The Mitrokhin Archive: The Book That Exposed the KGB's Secret World

The Sword and the Shield by Christopher Andrew and Vasili Mitrokhin — Mitrokhin Archive Book Review

 

Mitrokhin Archive Book Review: How One Man Brought Down the KGB's Secrets

Christopher Andrew and Vasili Mitrokhin wrote The Sword and the Shield: The Mitrokhin Archive and the Secret History of the KGB. Mitrokhin worked inside the KGB's foreign intelligence archive for years. He grew unhappy with the Soviet system. From 1972 to 1984 he hand-copied thousands of classified KGB documents onto small pieces of paper. He hid them at his country house. When the Soviet Union collapsed he defected to Britain in 1992 and brought the archive with him. British intelligence gave Christopher Andrew full access to the files. The result is the most important intelligence leak of the Cold War era.

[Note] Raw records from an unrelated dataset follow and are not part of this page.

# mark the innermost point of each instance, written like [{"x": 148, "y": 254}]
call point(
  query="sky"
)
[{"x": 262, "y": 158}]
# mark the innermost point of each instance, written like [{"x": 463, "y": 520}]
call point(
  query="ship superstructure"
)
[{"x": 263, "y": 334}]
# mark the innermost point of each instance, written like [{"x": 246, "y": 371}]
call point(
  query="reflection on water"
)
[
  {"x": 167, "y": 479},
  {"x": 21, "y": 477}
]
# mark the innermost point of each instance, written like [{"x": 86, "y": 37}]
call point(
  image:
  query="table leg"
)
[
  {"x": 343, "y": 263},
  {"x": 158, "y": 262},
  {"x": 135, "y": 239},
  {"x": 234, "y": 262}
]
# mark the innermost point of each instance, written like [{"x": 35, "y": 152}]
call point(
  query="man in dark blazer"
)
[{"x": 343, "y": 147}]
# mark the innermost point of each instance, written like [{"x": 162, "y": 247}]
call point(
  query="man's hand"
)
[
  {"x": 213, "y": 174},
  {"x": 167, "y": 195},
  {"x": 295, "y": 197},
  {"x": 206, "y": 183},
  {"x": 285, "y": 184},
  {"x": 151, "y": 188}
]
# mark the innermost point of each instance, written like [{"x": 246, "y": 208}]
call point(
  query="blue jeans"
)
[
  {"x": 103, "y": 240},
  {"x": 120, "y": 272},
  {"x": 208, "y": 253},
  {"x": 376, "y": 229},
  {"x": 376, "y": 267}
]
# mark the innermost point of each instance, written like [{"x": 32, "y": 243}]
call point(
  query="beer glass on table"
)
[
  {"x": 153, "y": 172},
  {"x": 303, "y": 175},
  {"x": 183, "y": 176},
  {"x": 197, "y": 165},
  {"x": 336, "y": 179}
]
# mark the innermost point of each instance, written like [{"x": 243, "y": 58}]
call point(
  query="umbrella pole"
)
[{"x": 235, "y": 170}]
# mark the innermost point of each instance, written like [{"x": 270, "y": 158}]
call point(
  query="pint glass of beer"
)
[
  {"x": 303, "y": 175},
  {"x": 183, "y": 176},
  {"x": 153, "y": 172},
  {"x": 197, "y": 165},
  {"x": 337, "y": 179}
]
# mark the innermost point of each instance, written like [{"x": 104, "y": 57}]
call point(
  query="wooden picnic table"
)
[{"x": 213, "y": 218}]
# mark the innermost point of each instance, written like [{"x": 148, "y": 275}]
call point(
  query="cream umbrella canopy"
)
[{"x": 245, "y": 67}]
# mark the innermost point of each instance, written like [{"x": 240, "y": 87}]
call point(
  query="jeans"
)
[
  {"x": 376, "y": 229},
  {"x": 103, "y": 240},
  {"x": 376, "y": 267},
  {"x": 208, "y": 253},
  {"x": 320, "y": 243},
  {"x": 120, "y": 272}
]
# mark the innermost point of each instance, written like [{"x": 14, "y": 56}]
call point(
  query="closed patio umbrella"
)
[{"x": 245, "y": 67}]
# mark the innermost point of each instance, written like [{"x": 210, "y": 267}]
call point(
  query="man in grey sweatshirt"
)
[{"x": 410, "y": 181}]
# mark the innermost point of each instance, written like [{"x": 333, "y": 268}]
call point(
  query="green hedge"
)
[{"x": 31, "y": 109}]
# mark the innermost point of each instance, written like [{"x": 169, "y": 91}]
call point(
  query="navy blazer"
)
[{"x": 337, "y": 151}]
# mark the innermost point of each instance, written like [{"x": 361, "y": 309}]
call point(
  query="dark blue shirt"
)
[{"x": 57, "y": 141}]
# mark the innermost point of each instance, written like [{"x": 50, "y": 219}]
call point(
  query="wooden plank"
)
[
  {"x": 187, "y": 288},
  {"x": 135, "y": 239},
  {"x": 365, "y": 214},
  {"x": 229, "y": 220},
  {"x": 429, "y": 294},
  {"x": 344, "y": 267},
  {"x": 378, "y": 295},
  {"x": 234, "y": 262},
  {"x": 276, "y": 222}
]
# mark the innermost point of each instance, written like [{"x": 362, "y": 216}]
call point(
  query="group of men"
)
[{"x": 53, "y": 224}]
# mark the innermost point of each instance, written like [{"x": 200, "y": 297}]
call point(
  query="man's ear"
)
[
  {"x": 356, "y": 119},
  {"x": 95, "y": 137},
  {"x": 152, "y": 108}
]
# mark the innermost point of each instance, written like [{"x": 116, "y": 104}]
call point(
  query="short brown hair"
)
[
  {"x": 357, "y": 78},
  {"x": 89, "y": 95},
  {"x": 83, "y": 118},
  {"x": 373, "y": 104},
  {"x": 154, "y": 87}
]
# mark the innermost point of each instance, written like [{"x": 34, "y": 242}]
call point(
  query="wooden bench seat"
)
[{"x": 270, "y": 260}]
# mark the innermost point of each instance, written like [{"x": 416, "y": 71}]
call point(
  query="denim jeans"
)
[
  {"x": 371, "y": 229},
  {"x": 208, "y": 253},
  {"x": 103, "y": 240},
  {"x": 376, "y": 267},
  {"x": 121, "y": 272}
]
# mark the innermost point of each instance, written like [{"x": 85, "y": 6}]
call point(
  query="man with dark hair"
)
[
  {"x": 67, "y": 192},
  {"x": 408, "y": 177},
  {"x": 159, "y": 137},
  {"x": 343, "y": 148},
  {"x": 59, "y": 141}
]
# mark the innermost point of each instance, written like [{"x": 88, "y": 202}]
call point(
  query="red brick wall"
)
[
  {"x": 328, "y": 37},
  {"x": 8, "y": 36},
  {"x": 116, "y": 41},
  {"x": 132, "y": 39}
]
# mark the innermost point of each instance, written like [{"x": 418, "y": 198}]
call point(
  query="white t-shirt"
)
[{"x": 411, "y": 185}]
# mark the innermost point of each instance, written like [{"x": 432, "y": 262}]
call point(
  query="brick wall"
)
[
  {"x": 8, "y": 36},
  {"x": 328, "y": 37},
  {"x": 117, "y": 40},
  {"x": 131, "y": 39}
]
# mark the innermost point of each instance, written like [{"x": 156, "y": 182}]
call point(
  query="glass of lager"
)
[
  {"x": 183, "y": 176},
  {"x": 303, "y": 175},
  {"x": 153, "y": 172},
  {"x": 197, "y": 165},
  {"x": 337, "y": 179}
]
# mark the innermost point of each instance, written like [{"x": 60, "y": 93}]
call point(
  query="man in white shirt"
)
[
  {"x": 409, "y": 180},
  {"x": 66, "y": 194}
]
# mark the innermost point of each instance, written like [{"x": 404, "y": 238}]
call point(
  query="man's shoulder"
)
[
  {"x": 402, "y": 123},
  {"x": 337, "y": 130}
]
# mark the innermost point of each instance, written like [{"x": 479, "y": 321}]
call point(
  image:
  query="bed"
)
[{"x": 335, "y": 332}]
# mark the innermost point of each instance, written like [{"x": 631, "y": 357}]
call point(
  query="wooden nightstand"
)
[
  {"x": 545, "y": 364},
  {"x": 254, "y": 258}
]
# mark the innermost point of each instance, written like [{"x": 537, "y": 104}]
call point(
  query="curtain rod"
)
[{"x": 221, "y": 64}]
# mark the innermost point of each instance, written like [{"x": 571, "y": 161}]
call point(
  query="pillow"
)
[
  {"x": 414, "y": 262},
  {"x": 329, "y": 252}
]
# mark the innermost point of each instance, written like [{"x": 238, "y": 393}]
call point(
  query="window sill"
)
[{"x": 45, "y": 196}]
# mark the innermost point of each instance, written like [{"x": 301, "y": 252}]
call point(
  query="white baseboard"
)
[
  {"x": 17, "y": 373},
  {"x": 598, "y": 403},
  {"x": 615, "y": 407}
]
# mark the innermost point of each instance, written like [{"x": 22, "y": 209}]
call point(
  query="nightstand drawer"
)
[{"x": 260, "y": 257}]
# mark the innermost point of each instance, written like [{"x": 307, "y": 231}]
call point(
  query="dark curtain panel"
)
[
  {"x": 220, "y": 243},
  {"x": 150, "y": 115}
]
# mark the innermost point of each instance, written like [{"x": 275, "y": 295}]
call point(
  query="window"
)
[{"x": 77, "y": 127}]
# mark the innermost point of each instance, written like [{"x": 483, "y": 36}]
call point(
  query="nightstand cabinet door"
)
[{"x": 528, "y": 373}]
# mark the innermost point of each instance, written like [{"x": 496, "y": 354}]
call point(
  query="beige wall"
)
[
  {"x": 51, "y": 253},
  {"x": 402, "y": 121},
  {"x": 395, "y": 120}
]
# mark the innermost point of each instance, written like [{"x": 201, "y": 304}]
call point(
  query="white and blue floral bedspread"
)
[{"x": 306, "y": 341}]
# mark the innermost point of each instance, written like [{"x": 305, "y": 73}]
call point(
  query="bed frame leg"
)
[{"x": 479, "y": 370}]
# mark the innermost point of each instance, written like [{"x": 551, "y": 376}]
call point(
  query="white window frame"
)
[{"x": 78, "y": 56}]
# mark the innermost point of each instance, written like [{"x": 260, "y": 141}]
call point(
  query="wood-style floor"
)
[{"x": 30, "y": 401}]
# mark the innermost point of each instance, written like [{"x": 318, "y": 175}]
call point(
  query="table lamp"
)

The book covers KGB foreign operations from the early Soviet years through the collapse of the USSR. The United States was the KGB's main target. The UK, France, and West Germany followed close behind. The KGB planted spies inside governments, military offices, science labs, and news organizations. It ran undercover agents who lived for years in Western countries under false identities. Andrew organizes all of it with clarity and order. The sheer scale of Soviet espionage is the first thing that hits you. The patience and reach of the KGB surprises even readers who think they know the Cold War.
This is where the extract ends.